3.2.1. Water Consumption as Related to the Type of Management (TM). Considering the type of management in a hospital as a factor, the results of ANOVA test present significant differences (p < 0.05) between the average annual water consumption in a hospital and one of three indicators used, namely, the indicator related to the number of beds, where great differences (p = 0.03) have been observed, as shown in Table 3. The p value is widely used in statistical hypothesis testing, specifically in null hypothesis significance testing. In statistical studies, one first chooses a model (the null hypothesis) and a threshold value for p, called the significance level of the test, traditionally 1% or 5%, and denoted as a. If the p value is less than or equal to the chosen significance level ([alpha]), the test suggests that the observed data is inconsistent with the null hypothesis, and so the null hypothesis must be rejected. For typical analysis, using the standard [alpha] = 0.05 cutoff, a widely used interpretation is that a small p value ([less than or equal to] 0.05) indicates strong evidence against the null hypothesis, so it is rejected; and a large p value (>0.05) indicates weak evidence against the null hypothesis (fail to reject). For the particular case of type of management (TM), Table 3 shows that p < 0.05 only for the indicator accounting for the number of beds, which means that there is a strong evidence against the null hypothesis.

3.2.2. Water Consumption as Related to Gross Domestic Product (GDP). The results from the ANOVA test considering the GDP as a factor show great differences in the three statistical indicators as can be observed in Table 3. In other words, it can be concluded that there is no direct GDP link with the consumption of water according to the area, the number of workers, nor the number of beds.

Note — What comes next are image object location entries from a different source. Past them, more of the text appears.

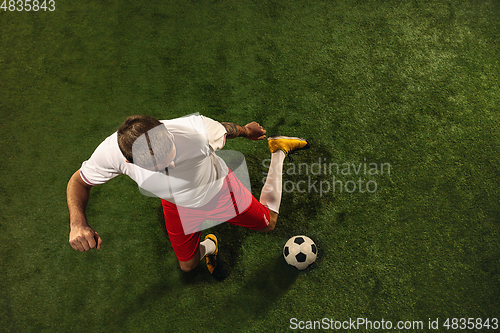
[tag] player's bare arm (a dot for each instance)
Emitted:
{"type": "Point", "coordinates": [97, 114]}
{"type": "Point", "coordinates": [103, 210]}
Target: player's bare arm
{"type": "Point", "coordinates": [252, 131]}
{"type": "Point", "coordinates": [82, 237]}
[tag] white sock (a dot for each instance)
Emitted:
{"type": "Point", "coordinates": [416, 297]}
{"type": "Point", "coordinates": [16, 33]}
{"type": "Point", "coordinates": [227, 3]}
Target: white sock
{"type": "Point", "coordinates": [271, 192]}
{"type": "Point", "coordinates": [206, 247]}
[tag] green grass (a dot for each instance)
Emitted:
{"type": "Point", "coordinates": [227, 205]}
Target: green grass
{"type": "Point", "coordinates": [411, 83]}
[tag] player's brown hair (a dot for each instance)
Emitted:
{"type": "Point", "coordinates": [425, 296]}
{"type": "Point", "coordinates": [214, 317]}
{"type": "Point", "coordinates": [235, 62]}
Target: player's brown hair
{"type": "Point", "coordinates": [134, 127]}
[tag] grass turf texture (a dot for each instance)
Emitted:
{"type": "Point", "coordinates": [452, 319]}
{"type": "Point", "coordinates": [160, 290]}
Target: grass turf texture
{"type": "Point", "coordinates": [412, 83]}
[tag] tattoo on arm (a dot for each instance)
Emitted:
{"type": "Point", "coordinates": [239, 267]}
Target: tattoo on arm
{"type": "Point", "coordinates": [234, 131]}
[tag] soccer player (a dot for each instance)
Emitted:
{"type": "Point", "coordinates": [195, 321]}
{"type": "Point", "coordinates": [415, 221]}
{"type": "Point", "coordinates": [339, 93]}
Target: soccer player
{"type": "Point", "coordinates": [175, 160]}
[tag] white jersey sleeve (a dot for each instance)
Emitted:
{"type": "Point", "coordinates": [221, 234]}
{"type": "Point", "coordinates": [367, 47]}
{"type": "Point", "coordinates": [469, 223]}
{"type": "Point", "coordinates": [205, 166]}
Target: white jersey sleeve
{"type": "Point", "coordinates": [99, 168]}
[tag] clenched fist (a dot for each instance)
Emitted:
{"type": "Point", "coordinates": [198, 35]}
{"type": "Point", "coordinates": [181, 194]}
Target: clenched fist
{"type": "Point", "coordinates": [84, 238]}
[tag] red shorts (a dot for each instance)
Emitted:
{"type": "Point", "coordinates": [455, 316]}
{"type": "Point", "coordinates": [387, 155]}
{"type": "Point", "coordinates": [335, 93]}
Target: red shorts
{"type": "Point", "coordinates": [222, 208]}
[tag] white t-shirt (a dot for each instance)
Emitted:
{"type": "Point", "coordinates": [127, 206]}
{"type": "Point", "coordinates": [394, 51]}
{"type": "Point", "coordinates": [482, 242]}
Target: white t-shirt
{"type": "Point", "coordinates": [198, 174]}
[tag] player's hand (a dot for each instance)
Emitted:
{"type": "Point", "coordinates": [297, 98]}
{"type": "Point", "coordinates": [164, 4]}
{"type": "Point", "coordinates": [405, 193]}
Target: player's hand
{"type": "Point", "coordinates": [255, 131]}
{"type": "Point", "coordinates": [84, 238]}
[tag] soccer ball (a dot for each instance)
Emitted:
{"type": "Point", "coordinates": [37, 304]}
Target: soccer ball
{"type": "Point", "coordinates": [300, 252]}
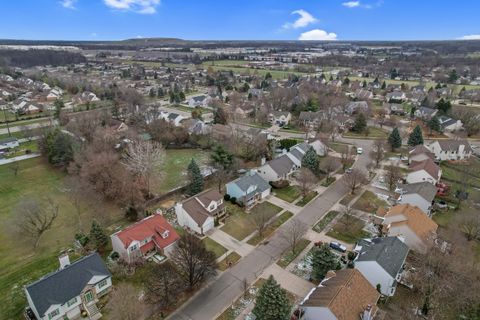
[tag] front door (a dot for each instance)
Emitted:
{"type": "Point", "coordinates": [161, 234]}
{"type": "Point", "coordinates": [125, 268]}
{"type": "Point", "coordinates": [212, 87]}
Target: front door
{"type": "Point", "coordinates": [88, 296]}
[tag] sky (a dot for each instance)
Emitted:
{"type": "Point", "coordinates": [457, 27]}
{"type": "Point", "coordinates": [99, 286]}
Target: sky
{"type": "Point", "coordinates": [240, 20]}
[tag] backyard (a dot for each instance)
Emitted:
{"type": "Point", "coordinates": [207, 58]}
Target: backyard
{"type": "Point", "coordinates": [239, 224]}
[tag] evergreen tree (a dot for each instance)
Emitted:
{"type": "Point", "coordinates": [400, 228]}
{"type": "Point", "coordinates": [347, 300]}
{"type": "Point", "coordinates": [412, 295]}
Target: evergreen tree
{"type": "Point", "coordinates": [310, 161]}
{"type": "Point", "coordinates": [271, 302]}
{"type": "Point", "coordinates": [360, 123]}
{"type": "Point", "coordinates": [394, 139]}
{"type": "Point", "coordinates": [416, 137]}
{"type": "Point", "coordinates": [98, 236]}
{"type": "Point", "coordinates": [196, 179]}
{"type": "Point", "coordinates": [323, 260]}
{"type": "Point", "coordinates": [434, 124]}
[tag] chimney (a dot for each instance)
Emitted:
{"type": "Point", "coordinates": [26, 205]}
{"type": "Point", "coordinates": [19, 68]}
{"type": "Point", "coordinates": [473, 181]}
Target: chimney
{"type": "Point", "coordinates": [64, 260]}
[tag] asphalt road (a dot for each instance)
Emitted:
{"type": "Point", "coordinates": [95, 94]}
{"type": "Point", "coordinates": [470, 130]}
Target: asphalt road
{"type": "Point", "coordinates": [222, 291]}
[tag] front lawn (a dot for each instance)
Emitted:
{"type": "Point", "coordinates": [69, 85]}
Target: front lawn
{"type": "Point", "coordinates": [325, 221]}
{"type": "Point", "coordinates": [309, 197]}
{"type": "Point", "coordinates": [214, 246]}
{"type": "Point", "coordinates": [238, 223]}
{"type": "Point", "coordinates": [256, 239]}
{"type": "Point", "coordinates": [289, 194]}
{"type": "Point", "coordinates": [348, 229]}
{"type": "Point", "coordinates": [369, 202]}
{"type": "Point", "coordinates": [288, 256]}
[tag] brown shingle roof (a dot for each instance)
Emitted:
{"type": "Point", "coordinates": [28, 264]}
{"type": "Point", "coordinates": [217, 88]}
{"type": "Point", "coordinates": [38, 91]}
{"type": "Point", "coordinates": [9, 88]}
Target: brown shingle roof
{"type": "Point", "coordinates": [415, 219]}
{"type": "Point", "coordinates": [347, 295]}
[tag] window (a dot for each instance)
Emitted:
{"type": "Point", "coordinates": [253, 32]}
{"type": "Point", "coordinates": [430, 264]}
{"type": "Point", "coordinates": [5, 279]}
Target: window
{"type": "Point", "coordinates": [102, 283]}
{"type": "Point", "coordinates": [72, 302]}
{"type": "Point", "coordinates": [53, 314]}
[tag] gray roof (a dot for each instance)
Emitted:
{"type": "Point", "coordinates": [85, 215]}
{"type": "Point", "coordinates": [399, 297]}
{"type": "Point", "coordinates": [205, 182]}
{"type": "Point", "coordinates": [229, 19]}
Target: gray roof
{"type": "Point", "coordinates": [425, 189]}
{"type": "Point", "coordinates": [281, 165]}
{"type": "Point", "coordinates": [251, 179]}
{"type": "Point", "coordinates": [390, 253]}
{"type": "Point", "coordinates": [61, 286]}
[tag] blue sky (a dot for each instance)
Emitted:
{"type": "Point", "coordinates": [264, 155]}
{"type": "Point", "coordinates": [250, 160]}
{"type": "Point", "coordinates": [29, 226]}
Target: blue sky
{"type": "Point", "coordinates": [240, 20]}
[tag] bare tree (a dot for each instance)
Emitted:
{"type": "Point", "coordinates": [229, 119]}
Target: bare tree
{"type": "Point", "coordinates": [354, 180]}
{"type": "Point", "coordinates": [194, 262]}
{"type": "Point", "coordinates": [293, 233]}
{"type": "Point", "coordinates": [125, 303]}
{"type": "Point", "coordinates": [307, 180]}
{"type": "Point", "coordinates": [145, 158]}
{"type": "Point", "coordinates": [34, 218]}
{"type": "Point", "coordinates": [378, 152]}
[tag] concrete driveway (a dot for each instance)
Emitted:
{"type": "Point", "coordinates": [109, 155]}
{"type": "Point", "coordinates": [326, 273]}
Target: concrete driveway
{"type": "Point", "coordinates": [222, 291]}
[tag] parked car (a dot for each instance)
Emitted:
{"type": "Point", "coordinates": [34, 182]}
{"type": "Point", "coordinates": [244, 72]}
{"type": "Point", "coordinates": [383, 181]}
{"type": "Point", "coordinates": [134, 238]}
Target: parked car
{"type": "Point", "coordinates": [338, 246]}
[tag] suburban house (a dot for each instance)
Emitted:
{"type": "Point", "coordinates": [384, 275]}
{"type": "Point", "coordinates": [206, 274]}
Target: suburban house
{"type": "Point", "coordinates": [144, 239]}
{"type": "Point", "coordinates": [8, 143]}
{"type": "Point", "coordinates": [280, 118]}
{"type": "Point", "coordinates": [420, 194]}
{"type": "Point", "coordinates": [425, 113]}
{"type": "Point", "coordinates": [449, 124]}
{"type": "Point", "coordinates": [76, 287]}
{"type": "Point", "coordinates": [425, 170]}
{"type": "Point", "coordinates": [342, 295]}
{"type": "Point", "coordinates": [200, 212]}
{"type": "Point", "coordinates": [249, 189]}
{"type": "Point", "coordinates": [280, 168]}
{"type": "Point", "coordinates": [412, 224]}
{"type": "Point", "coordinates": [420, 153]}
{"type": "Point", "coordinates": [451, 149]}
{"type": "Point", "coordinates": [381, 261]}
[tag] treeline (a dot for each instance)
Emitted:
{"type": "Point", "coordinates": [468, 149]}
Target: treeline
{"type": "Point", "coordinates": [39, 57]}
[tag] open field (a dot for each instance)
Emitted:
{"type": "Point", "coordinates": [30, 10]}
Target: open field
{"type": "Point", "coordinates": [175, 166]}
{"type": "Point", "coordinates": [20, 264]}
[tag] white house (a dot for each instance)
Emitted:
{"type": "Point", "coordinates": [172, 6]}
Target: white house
{"type": "Point", "coordinates": [200, 212]}
{"type": "Point", "coordinates": [145, 238]}
{"type": "Point", "coordinates": [419, 194]}
{"type": "Point", "coordinates": [451, 149]}
{"type": "Point", "coordinates": [63, 294]}
{"type": "Point", "coordinates": [412, 224]}
{"type": "Point", "coordinates": [425, 170]}
{"type": "Point", "coordinates": [381, 261]}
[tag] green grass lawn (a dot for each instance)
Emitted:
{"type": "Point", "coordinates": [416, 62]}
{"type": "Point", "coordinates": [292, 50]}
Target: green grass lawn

3.2.3. Water Consumption as Related to Heating Degrees-Day Year (HDDY). Taking into account the HDDY factor, the outcome of the test shows differences in one of the three indicators, namely, the indicator of the number of beds (p = 0.03). However, there is no evidence of variance for the indicator of the area (p = 0.39) and for that of the number of workers (p = 0.27). Thus, there is no direct relationship between HDDY and the water consumption in hospitals in Spain according to the area and number of workers. There is however a link between HDDY and the number of beds.

3.2.4. Water Consumption as Related to the Hospital Categorization in terms of the Number of Beds (HCNB). The analysis of variance considering the category of the hospital as a factor (Table 2) shows great differences among the three statistical indicators, specifically that related to the built surface area of the hospital (Table 3).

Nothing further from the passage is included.